The role of IT

In reviewing some of the comments on my Sun Ray chapter headings series I became even more convinced than before that the single biggest differentiator between the data processing view of computing and the Unix view derives from the difference on role conceptualization for IT.

As a Unix guy my view of IT's role is simple: I think it forms, or should form, a kind of communal memory and instantaneous communications network for the organization it serves - and that's a role conceputalization in which IT is a revenue generator, not a cost center.

As a result the most difficult balancing act for IT leadership involves ensuring that users get to do whatever users want to do provided that what they're doing doesn't contravene law or explicit corporate policy. In other words, the IT answer is always "Yes," unless we know that doing whatever it is contravenes legitimately established and communicated corporate policy or applicable external law. It's like being in the military: an absolute duty to obey "those appointed over you," unless doing so knowingly contravenes applicable national law or the code.

The data processing view is much simpler: process data at the lowest possible cost to produce needed reports within the time limits set in the service level agreement -a simplicity of focus dating back to the 1920s on which today's required ritual bowing in the direction of business support is just so much patina.

It's this role conceptualization that really determines how the smart display architecture differs from a Microsoft client-server deployment - and whether you use Wintel PCs, thin clients, or Linux PCs as your desktop clients affects cost, but not structure and focus.

In fact one of my favorite analogies: the probably false assertion that if you place a frog in hot water it will leap out, but if you put that same frog in cool water that's being heated slowly the frog will let itself be boiled, applies nicely.

What happened to large client-server systems during the late ninties was that such deployments got to be so complicated, so unreliable, and so manpower intensive, that the total cost of deployment started to zoom out of control and was only reined in by the evolution of a series of best practices - all of them focused on control centralization. By 2001, therefore, Julie Smith David, David Schuff, and Robert St. Louis were able to show rather conclusively that the total cost of a Microsoft client-server deployment decreases as these practices are applied; i.e. with increases in desktop control and processing centralization. (see: Managing Your IT Total Cost of Ownership, Communications of the ACM, January 2002, pp101ff)

Basically, what they found and what has now become the accepted basis for PC best practices in most large organizations, is simply that the cheapest way to run a few thousand desktop PCs is to turn them into expensive terminals - and that's exactly what most major users do when they implement a completely locked down desktop, outsource the helpdesk to isolate users from IT, and centralize processing in data center rackmounts.

The result of course, works exactly like a thin client deployment - except you continue paying for PCs and users continue enjoying the heat, noise, and downtime associated with having a powerful, but cheaply built, computer with a sixty million line OS on their desktops. Bottom line: think of the user time, frustration, capital cost, software licensing, and support cost disadvantages of the PC relative to the thin client as the cost of heating the water gradually, and you've got it.

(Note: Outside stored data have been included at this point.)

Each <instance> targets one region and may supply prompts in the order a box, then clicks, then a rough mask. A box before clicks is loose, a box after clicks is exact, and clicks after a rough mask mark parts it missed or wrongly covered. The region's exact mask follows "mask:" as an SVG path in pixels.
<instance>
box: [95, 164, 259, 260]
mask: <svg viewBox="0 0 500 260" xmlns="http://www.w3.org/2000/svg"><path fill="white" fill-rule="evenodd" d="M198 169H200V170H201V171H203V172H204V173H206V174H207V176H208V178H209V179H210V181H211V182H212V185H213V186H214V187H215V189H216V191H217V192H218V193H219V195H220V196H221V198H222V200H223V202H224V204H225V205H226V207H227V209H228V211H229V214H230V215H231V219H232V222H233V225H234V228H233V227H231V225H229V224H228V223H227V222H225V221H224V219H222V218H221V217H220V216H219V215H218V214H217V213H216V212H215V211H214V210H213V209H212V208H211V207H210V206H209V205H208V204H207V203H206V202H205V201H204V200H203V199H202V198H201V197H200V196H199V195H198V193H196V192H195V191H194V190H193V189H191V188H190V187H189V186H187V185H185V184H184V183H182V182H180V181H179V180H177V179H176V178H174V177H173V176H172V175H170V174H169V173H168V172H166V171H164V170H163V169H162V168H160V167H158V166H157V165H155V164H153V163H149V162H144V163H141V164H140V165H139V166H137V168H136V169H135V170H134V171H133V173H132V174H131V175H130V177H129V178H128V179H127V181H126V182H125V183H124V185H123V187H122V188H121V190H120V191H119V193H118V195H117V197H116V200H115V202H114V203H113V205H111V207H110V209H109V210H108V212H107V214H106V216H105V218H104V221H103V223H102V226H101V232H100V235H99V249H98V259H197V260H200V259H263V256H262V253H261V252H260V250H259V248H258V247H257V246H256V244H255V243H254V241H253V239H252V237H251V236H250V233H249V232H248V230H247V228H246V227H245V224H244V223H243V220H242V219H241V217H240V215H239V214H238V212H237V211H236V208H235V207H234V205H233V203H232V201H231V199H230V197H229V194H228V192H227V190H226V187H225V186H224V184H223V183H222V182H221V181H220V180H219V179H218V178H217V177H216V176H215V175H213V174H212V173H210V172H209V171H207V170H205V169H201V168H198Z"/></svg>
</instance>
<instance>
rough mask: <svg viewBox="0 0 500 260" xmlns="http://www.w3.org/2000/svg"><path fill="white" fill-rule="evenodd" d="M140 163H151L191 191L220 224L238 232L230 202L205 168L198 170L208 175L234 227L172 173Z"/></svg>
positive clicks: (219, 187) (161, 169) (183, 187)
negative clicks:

So why is this tolerated? I think the answer is that the frogs involved have so many people telling them how cool and soothing the water is, that they don't internalize the reality that they've actually been boiled; i.e. that the need to manage the complexities of Wintel deployment have made it possible to turn the typical corporate PC desktop into an expensive and generally disfunctional modern version of a 327X terminal.

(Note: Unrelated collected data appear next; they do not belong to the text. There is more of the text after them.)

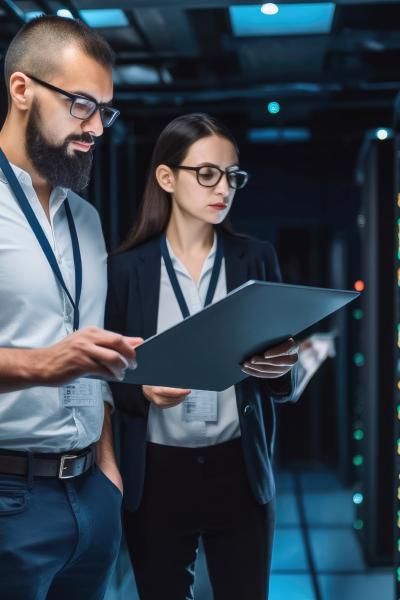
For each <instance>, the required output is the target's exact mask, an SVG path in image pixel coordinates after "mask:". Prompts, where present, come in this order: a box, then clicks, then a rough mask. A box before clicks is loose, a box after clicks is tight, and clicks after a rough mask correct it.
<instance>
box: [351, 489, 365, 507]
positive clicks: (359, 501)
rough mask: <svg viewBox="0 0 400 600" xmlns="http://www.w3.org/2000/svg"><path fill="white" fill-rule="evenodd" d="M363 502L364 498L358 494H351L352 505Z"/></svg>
mask: <svg viewBox="0 0 400 600" xmlns="http://www.w3.org/2000/svg"><path fill="white" fill-rule="evenodd" d="M363 500H364V496H363V495H362V494H361V493H360V492H357V493H355V494H353V502H354V504H362V503H363Z"/></svg>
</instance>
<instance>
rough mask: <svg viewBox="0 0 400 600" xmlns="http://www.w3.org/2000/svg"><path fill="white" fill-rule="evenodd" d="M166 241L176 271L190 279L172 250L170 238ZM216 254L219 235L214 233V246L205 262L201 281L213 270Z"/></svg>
mask: <svg viewBox="0 0 400 600" xmlns="http://www.w3.org/2000/svg"><path fill="white" fill-rule="evenodd" d="M166 240H167V248H168V253H169V255H170V257H171V262H172V265H173V267H174V269H175V271H177V272H181V273H183V274H184V275H187V276H188V277H190V275H189V274H188V272H187V269H186V268H185V266H184V265H183V264H182V262H181V261H180V260H179V258H178V257H177V256H175V254H174V252H173V250H172V246H171V244H170V243H169V241H168V238H166ZM216 252H217V234H216V232H215V231H214V240H213V245H212V246H211V249H210V252H209V253H208V255H207V258H206V260H205V261H204V265H203V269H202V273H201V275H200V281H201V279H202V278H203V277H204V276H205V275H206V274H207V273H208V272H209V271H210V270H211V269H212V267H213V265H214V257H215V254H216Z"/></svg>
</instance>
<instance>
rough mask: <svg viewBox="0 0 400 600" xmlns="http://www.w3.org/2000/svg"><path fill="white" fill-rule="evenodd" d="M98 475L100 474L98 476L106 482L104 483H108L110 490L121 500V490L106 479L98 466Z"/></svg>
mask: <svg viewBox="0 0 400 600" xmlns="http://www.w3.org/2000/svg"><path fill="white" fill-rule="evenodd" d="M96 469H97V471H98V473H100V476H101V477H102V479H104V480H105V481H106V483H108V485H109V486H110V487H111V489H112V490H113V491H114V492H115V493H117V494H118V495H119V497H120V498H122V492H121V490H120V489H119V488H118V487H117V486H116V485H115V483H113V482H112V481H111V479H109V478H108V477H107V475H106V474H105V473H104V472H103V471H102V470H101V469H100V467H99V466H97V467H96Z"/></svg>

Luckily it hasn't happened everywhere. Where data processing is the empire, Linux has been the rebellion - with support from the entire Unix community including MacOS X and Solaris.

All of which brings us to an interesting group of tea leaves floated out by Sun CEO Jonathan Swartz in his Sun blog:

We see no global slowdown in IT. Despite what one competitor said. Our key customers (those that view information technology as a competitive advantage, not a cost center) are continuing to invest. They're investing to drive on-line relationships, fuel competitive advantage, and drive efficiencies - but mostly they're investing because they see a return.

It's too early to tell, at least without access to their numbers and market feedback, but it's possible to read this as a sign of hope: of the idea that more companies are investing in IT on the revenue side, not to save money, but to make it - and therefore as a sign that data processing's view of IT's role as cost center may yet be challenged by Unix.


Paul Murphy wrote and published The Unix Guide to Defenestration. Murphy is a 25-year veteran of the I.T. consulting industry, specializing in Unix and Unix-related management issues.